Menyaksikan peristiwa di Selat Taiwan, “kita dapat merasakan semangat Taiwan untuk mempertahankan demokrasi mereka,” katanya, yang disebutnya sebagai “perkembangan yang sangat sehat dan alami”.

“Siapa pun senang diatur oleh pemerintah yang mereka pilih sendiri. Bukankah itu janji manusia yang didukung oleh sejarah?”

Terlepas dari kenyataan bahwa demokrasi sedang “diuji” secara global, demokrasi sebenarnya telah berkembang di Asia dalam beberapa dekade terakhir di tempat-tempat seperti Taiwan, Filipina dan Indonesia, katanya.

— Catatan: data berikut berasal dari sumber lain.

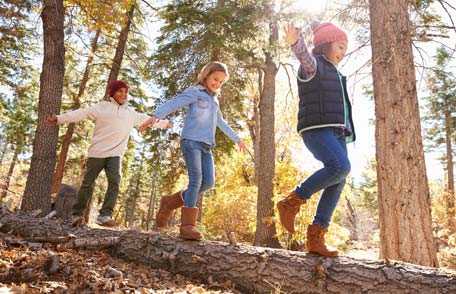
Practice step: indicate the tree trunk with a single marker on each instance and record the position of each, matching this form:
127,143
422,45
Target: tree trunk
3,153
266,234
60,169
451,213
37,194
132,200
118,57
10,172
254,128
251,269
404,201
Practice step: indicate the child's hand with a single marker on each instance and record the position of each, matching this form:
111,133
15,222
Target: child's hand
292,34
150,121
241,146
163,124
51,120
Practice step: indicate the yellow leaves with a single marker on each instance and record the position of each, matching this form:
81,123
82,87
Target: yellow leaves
104,15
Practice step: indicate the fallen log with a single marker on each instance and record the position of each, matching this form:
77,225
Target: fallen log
251,269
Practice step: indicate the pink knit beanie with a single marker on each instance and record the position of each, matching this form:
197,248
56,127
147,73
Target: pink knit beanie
327,32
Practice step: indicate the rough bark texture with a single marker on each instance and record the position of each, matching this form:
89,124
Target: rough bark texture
266,234
10,172
37,194
451,213
66,198
60,169
251,269
120,49
404,200
3,152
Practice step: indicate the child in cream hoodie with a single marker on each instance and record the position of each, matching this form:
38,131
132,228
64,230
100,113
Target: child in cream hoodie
114,120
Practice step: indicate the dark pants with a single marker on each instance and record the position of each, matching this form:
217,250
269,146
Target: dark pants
111,165
328,146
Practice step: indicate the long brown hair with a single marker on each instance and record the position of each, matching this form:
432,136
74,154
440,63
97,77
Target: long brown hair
210,68
322,49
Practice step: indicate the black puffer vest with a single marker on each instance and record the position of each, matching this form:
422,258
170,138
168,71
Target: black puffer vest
321,100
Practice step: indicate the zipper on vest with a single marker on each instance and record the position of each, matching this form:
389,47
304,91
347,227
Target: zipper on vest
343,97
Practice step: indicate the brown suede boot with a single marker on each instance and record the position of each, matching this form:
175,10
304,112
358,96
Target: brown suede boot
288,209
167,205
316,241
188,230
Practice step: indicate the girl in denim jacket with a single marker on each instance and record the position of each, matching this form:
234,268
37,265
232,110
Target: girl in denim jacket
197,140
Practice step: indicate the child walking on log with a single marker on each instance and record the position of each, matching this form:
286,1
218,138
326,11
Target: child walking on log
114,120
197,141
326,126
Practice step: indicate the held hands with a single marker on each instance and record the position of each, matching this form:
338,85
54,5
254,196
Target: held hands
241,146
51,120
292,34
164,124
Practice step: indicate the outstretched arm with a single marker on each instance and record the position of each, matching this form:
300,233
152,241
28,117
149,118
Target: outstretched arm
299,47
185,98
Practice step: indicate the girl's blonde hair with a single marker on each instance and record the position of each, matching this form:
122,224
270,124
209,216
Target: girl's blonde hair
210,68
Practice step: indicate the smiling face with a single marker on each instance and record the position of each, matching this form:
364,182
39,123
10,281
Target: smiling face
120,96
214,81
337,51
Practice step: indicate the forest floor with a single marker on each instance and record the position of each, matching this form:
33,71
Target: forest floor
28,268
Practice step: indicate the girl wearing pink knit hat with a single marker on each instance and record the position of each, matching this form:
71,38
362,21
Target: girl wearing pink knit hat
326,126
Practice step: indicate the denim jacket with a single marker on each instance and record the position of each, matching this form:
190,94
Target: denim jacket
203,115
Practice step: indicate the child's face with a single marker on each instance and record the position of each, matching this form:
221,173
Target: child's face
120,95
215,80
337,51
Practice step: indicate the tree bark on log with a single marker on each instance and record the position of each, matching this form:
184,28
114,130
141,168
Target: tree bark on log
251,269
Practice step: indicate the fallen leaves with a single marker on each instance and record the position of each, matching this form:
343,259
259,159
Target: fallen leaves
30,267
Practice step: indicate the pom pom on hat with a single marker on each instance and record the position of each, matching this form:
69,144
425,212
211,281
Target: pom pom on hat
327,32
114,86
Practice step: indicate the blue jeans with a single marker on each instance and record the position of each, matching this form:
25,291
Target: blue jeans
328,146
200,167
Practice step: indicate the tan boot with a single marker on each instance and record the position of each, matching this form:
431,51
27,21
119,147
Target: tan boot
288,209
316,241
188,230
167,205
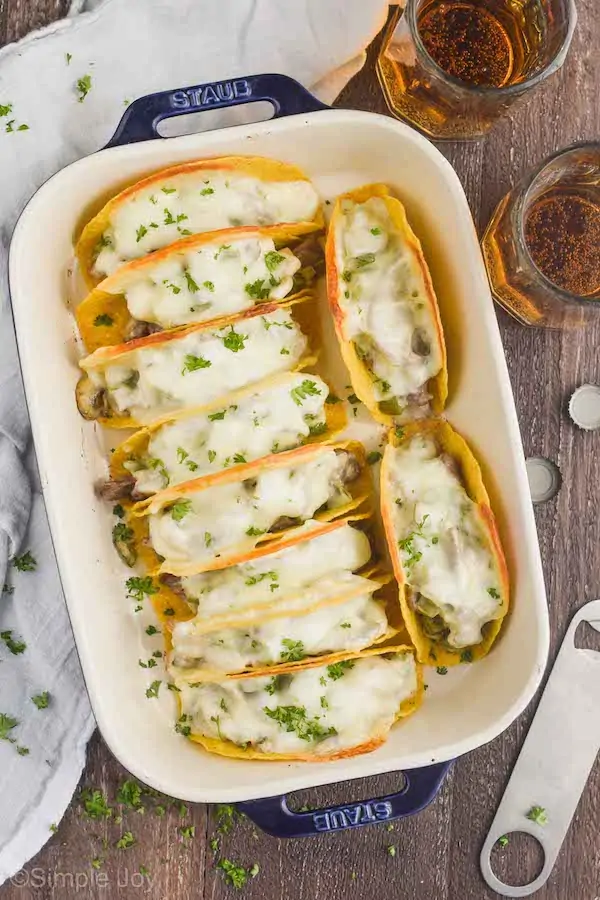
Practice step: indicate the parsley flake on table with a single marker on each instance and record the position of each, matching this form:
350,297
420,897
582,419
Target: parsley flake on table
83,86
42,700
95,804
25,563
306,389
125,841
538,815
15,647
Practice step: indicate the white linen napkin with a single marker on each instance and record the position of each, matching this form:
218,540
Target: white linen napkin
128,48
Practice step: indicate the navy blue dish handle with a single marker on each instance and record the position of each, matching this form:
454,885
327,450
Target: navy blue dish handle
140,120
274,816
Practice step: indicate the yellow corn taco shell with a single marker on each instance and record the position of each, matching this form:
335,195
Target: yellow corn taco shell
256,167
430,650
360,490
360,375
137,445
88,395
271,609
408,706
103,316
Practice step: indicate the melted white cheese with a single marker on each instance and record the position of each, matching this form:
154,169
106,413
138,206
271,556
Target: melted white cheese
332,713
444,547
383,296
194,203
278,575
217,279
255,641
226,518
277,417
201,366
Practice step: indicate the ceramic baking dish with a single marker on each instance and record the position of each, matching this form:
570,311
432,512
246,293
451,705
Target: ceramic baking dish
338,149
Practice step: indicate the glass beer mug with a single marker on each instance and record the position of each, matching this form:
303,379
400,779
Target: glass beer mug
451,67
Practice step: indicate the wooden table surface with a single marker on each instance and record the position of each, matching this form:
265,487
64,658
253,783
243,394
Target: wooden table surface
437,851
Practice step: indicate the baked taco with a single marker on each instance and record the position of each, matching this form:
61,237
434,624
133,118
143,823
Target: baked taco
384,307
272,416
198,279
315,712
336,615
147,379
444,544
314,551
192,198
216,521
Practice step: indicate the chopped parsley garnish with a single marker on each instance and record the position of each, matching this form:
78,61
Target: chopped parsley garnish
84,86
191,363
538,815
153,690
138,587
273,259
365,259
293,650
95,804
274,684
180,509
337,670
306,389
181,727
41,700
220,250
294,719
7,723
192,286
25,563
15,647
234,341
125,841
257,290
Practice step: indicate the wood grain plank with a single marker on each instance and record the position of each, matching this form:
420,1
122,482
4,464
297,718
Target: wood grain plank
437,851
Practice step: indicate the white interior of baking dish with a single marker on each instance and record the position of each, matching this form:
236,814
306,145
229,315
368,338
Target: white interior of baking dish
338,150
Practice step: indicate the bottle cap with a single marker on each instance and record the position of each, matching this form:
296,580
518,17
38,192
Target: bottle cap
584,407
545,479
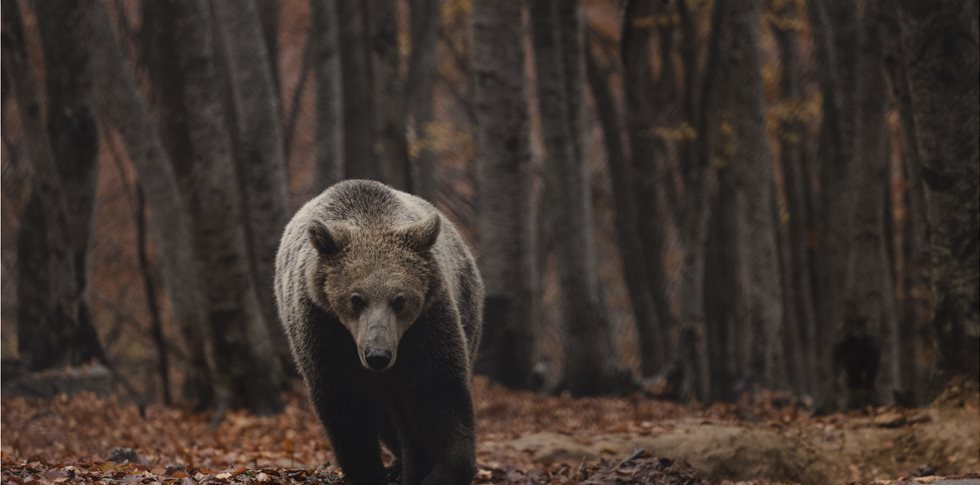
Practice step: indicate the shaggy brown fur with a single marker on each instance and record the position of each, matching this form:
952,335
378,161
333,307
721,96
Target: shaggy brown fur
382,303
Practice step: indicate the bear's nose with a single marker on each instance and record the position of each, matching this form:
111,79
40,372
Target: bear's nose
378,359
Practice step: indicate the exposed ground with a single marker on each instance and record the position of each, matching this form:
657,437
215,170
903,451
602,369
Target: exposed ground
521,437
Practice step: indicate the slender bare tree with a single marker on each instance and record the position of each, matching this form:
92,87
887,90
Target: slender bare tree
940,59
652,347
54,328
756,230
243,363
590,365
360,159
258,151
328,145
506,225
388,91
420,88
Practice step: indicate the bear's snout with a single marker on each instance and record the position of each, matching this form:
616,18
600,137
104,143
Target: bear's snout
378,360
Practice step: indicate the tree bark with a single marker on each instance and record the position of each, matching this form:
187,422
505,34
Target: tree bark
328,145
360,159
799,224
652,347
54,328
242,360
258,149
940,42
590,365
868,318
269,14
506,226
391,146
420,87
834,27
756,231
638,88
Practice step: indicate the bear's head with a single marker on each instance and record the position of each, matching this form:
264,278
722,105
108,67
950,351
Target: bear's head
375,279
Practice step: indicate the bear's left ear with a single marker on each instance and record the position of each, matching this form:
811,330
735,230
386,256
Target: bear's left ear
328,239
422,235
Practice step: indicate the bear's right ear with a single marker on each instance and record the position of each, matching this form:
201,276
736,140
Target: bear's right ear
328,240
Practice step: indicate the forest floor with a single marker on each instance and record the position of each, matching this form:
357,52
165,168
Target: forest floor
522,438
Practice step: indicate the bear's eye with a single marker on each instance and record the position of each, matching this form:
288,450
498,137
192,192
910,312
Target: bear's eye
398,303
357,303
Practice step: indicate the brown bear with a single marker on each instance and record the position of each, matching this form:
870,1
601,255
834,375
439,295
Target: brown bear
382,303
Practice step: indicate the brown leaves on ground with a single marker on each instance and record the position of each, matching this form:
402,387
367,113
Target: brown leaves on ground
523,438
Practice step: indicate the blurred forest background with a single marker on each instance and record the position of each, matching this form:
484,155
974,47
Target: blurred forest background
697,198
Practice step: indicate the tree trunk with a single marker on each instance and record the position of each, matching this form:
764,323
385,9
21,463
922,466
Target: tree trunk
420,86
328,144
117,97
258,148
590,365
652,348
242,359
792,158
54,328
756,230
834,29
360,159
269,14
506,226
638,88
389,94
868,328
941,58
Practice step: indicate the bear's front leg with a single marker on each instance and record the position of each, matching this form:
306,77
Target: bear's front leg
439,442
351,420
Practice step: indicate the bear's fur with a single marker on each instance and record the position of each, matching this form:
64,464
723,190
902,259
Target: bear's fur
365,272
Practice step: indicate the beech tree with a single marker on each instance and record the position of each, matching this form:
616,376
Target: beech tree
506,231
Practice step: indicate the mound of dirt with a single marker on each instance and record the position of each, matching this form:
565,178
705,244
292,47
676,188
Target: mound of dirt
892,444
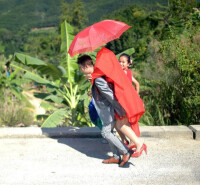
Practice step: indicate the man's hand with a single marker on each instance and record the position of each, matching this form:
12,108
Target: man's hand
89,77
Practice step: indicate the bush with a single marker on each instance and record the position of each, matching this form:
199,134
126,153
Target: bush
13,112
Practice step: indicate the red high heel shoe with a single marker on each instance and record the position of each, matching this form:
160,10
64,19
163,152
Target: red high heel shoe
138,154
132,146
126,143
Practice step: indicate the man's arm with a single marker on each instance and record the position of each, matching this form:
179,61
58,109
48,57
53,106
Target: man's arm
104,89
107,92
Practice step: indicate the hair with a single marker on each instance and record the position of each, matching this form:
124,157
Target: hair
85,59
127,56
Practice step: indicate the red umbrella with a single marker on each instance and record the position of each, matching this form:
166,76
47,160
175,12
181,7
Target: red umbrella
97,35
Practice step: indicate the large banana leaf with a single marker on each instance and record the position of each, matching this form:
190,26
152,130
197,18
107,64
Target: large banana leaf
128,51
68,62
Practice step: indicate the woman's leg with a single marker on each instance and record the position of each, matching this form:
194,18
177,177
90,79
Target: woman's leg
124,126
123,137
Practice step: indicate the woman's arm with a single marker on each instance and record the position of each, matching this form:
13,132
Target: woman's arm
137,85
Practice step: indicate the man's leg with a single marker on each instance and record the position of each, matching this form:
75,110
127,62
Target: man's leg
114,142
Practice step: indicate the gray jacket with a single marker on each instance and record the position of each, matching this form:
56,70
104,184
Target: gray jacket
105,101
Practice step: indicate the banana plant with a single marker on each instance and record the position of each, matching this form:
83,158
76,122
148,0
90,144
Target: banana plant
61,82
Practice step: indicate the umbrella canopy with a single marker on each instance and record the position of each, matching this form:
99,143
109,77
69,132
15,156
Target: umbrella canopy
96,35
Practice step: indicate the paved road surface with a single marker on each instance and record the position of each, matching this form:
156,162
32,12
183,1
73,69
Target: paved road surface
77,161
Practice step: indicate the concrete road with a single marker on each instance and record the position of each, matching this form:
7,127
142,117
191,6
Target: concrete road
77,161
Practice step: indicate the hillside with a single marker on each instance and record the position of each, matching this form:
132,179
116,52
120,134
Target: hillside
44,13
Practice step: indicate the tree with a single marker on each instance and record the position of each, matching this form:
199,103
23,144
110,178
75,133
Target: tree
180,8
74,14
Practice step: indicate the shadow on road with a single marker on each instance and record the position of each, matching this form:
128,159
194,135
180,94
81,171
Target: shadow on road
92,147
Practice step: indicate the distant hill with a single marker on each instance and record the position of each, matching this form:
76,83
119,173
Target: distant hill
45,13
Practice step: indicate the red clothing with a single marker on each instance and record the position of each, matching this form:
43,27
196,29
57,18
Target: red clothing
129,74
135,127
107,65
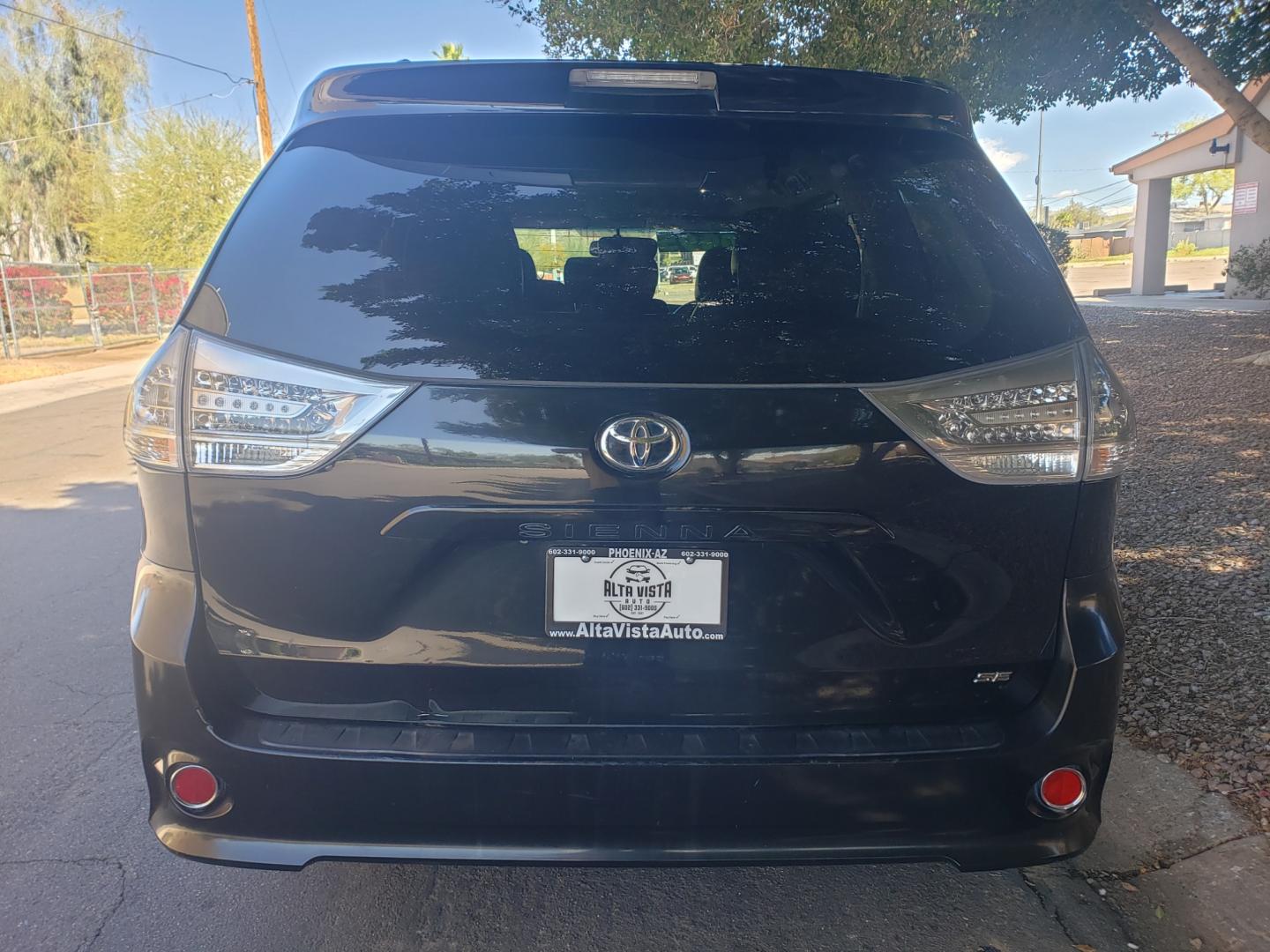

Pada saat yang sama, secara arogan memberitakan nilai demokrasi kepada teman-teman di kawasan Indo-Pasifik tidak “bijaksana”, katanya.

Duta Besar Jepang untuk Australia Shingo Yamagami membahas burung gagak di TV Jepang.

Duta Besar Jepang untuk Australia Shingo Yamagami membahas burung gagak di TV Jepang.

Yamagami disebut sebagai “Department Store” manusia oleh rekan-rekan Australia karena keragaman latar belakang profesionalnya (kebijakan luar negeri, ekonomi, perdagangan, bahkan ia bekerja untuk sebuah agen kepolisian).

Baik negara tuan rumah dan negara asalnya terkenal karena “bersahaja”, katanya, yang mungkin menyebabkan orang Australia dan Jepang saling menerima begitu saja dalam beberapa tahun terakhir.

Untuk alasan itu, Yamagami mengatakan dia berharap untuk meningkatkan profil hubungan di kedua negara, sejauh menulis surat reguler kepada publik dari kantornya.

Suratnya bulan September tentang burung gagak Australia untuk blog kedutaannya diambil oleh saluran TV Jepang, dengan video YouTube yang dihasilkan mengumpulkan lebih dari 400.000 tampilan.

Ketika salah satu burung mendarat di kepalanya baru-baru ini, dia diberitahu bahwa itu berarti mereka memperlakukannya seperti penduduk setempat.